01:16:19.000And so the, but what you have here, though, is kind of an extermination order that was given from on high where Google, Amazon, and Google, Amazon, and Apple, I'm sorry, Apple, all kind of got together and said, this parlor thing, let's do a favor for our boy Twitter here and knock him out.
01:16:49.000This is the exact reason antitrust laws were put into place to begin with.
01:16:53.000And speaking to this need for a continued enforcement of our Bill of Rights, the First Amendment honestly is kind of obsolete when you shield the public platforms where people are engaging in free speech.
01:17:04.000Free speech looks much different today than it did in the 1700s, but just because it's on a screen doesn't mean it's any less important.
01:17:10.000And that is the point that we need to be making when it comes to continued policy and shielding liability from these companies with Section 230.
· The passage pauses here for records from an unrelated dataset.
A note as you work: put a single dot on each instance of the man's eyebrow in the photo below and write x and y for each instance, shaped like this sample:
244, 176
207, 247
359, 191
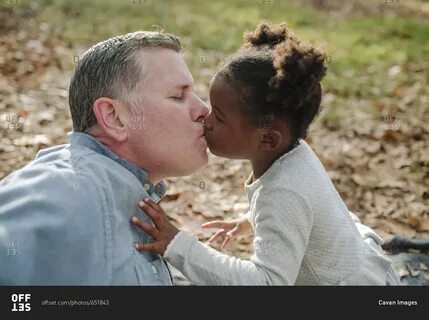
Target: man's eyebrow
217, 110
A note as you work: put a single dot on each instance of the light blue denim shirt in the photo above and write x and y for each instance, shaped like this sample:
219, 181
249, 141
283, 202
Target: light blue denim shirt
65, 219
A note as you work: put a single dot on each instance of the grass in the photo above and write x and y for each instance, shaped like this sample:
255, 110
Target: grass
362, 47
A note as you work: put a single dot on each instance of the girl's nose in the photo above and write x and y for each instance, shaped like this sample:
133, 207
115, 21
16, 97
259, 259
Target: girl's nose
207, 123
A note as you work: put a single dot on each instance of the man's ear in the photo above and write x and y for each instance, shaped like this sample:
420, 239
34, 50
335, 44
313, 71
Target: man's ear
108, 111
270, 139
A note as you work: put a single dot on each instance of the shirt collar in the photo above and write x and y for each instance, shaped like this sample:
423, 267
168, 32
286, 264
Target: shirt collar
90, 142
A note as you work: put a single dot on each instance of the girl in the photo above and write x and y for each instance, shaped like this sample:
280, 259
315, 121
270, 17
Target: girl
263, 101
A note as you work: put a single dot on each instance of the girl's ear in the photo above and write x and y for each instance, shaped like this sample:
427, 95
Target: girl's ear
270, 139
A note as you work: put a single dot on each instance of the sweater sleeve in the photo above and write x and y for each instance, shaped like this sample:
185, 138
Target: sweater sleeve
283, 224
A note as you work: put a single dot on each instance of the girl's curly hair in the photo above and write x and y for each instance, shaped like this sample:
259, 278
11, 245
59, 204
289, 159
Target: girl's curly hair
277, 76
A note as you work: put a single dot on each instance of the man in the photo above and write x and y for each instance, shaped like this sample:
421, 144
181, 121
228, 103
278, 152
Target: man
136, 121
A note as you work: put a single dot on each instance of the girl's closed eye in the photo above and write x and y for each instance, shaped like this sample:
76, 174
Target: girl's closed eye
218, 118
178, 97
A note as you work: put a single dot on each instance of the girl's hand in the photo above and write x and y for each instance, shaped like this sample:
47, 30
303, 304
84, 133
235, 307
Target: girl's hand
163, 232
228, 229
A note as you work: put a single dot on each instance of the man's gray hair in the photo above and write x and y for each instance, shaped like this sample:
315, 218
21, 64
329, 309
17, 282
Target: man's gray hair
110, 69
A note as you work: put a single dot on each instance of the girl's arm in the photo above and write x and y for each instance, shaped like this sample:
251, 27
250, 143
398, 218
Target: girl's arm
282, 231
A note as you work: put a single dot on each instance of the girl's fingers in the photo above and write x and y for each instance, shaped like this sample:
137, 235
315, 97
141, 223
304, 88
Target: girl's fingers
153, 205
216, 235
151, 212
225, 242
146, 227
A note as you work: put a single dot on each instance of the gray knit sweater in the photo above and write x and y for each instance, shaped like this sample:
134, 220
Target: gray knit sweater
303, 235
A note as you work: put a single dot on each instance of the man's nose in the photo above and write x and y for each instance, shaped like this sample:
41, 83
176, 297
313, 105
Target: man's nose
200, 110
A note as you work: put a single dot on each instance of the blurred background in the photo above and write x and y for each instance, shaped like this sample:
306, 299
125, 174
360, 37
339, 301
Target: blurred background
372, 134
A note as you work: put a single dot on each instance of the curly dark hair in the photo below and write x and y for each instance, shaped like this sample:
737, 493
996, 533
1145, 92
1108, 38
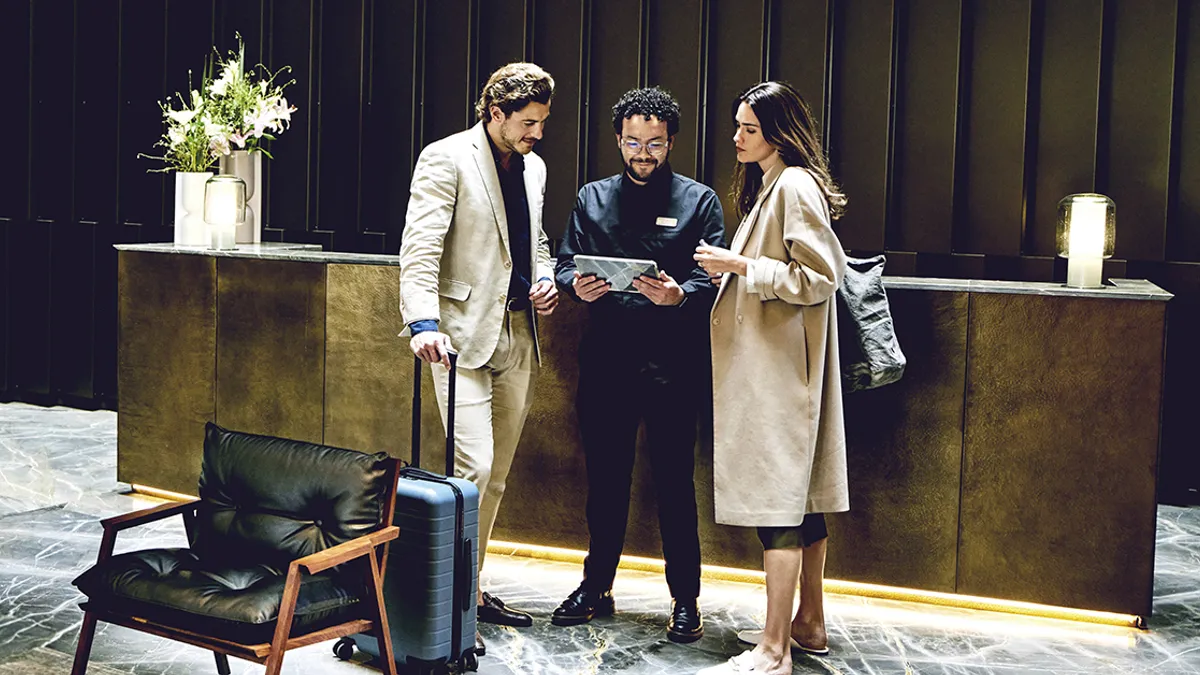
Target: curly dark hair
647, 102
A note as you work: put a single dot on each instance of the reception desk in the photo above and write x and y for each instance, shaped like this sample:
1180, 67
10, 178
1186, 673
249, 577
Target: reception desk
1017, 459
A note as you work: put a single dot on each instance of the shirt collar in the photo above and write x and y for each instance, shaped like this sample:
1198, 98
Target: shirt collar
516, 161
659, 183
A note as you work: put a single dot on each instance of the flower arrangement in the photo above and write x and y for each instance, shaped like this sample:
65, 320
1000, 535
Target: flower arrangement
185, 142
246, 107
234, 112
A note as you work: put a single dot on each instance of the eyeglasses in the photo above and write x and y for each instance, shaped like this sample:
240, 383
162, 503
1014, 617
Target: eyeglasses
653, 147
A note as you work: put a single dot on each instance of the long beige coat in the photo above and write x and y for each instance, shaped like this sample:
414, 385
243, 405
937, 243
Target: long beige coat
454, 254
779, 437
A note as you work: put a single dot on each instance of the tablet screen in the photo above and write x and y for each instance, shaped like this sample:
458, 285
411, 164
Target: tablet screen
619, 273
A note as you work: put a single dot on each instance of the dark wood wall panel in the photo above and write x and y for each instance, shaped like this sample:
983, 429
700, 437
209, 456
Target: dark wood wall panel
15, 113
1139, 127
997, 66
142, 71
1183, 225
925, 126
799, 49
954, 126
28, 276
1067, 115
861, 117
561, 145
52, 129
735, 39
97, 106
612, 70
291, 201
340, 103
388, 120
445, 107
15, 190
72, 296
673, 64
502, 37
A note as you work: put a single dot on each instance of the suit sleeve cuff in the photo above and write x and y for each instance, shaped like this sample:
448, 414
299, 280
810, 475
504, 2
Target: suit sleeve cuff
423, 326
751, 280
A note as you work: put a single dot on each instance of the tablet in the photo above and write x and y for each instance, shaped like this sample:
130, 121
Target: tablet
619, 273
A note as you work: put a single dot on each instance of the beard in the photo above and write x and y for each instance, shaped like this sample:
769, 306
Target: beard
516, 142
643, 169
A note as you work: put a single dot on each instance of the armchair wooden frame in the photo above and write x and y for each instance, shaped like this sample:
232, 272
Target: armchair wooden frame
370, 551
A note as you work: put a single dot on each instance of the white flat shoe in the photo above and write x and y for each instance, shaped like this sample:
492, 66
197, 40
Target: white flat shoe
755, 637
741, 663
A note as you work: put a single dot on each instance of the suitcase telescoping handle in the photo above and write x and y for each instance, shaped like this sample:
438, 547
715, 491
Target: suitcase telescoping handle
417, 412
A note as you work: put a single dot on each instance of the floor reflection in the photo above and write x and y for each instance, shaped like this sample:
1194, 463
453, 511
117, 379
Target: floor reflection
58, 478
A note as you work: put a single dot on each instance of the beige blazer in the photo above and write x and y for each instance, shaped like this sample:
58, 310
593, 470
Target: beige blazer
454, 254
779, 438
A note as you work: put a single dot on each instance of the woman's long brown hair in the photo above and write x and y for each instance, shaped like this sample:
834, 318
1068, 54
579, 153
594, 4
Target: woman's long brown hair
787, 124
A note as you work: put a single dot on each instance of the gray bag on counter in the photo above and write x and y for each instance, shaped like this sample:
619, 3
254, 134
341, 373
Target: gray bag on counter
870, 353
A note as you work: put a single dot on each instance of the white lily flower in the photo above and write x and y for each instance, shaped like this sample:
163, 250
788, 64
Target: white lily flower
181, 117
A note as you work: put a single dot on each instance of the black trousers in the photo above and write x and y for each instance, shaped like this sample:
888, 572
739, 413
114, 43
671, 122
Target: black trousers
621, 388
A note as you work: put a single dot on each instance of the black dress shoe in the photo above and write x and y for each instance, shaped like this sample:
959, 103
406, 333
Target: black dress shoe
583, 605
685, 625
495, 611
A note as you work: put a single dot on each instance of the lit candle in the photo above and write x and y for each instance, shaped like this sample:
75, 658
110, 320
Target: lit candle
225, 207
1085, 243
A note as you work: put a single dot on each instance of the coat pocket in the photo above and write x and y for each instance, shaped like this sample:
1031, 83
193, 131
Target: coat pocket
454, 290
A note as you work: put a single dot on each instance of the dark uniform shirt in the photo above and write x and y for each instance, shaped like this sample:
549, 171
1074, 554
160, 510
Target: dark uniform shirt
516, 209
663, 221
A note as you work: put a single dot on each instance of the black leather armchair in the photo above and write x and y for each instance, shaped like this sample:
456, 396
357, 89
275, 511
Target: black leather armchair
286, 548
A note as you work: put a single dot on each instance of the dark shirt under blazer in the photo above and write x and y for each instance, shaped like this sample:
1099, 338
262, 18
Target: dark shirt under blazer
663, 221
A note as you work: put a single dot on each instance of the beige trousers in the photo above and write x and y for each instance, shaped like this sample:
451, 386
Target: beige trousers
491, 407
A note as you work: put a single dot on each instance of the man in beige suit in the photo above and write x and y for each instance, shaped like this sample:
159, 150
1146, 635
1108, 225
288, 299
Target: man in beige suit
474, 264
01:17:24.000And we're going to show you guys this from Fox News here in a second because big tech can just wipe out any competitor that they see to all of their buddies there in the Silicon Valley just because they're protected from civil liability.
01:17:38.000This is a perfect example of it, given the fact that these companies have become so dominant that they are able to just wipe out another company, put them out of business.
01:17:47.000We've been talking for a long time about the elimination of Section 230 in the Telecommunications Act.
01:17:53.000That gives these companies the liability protection.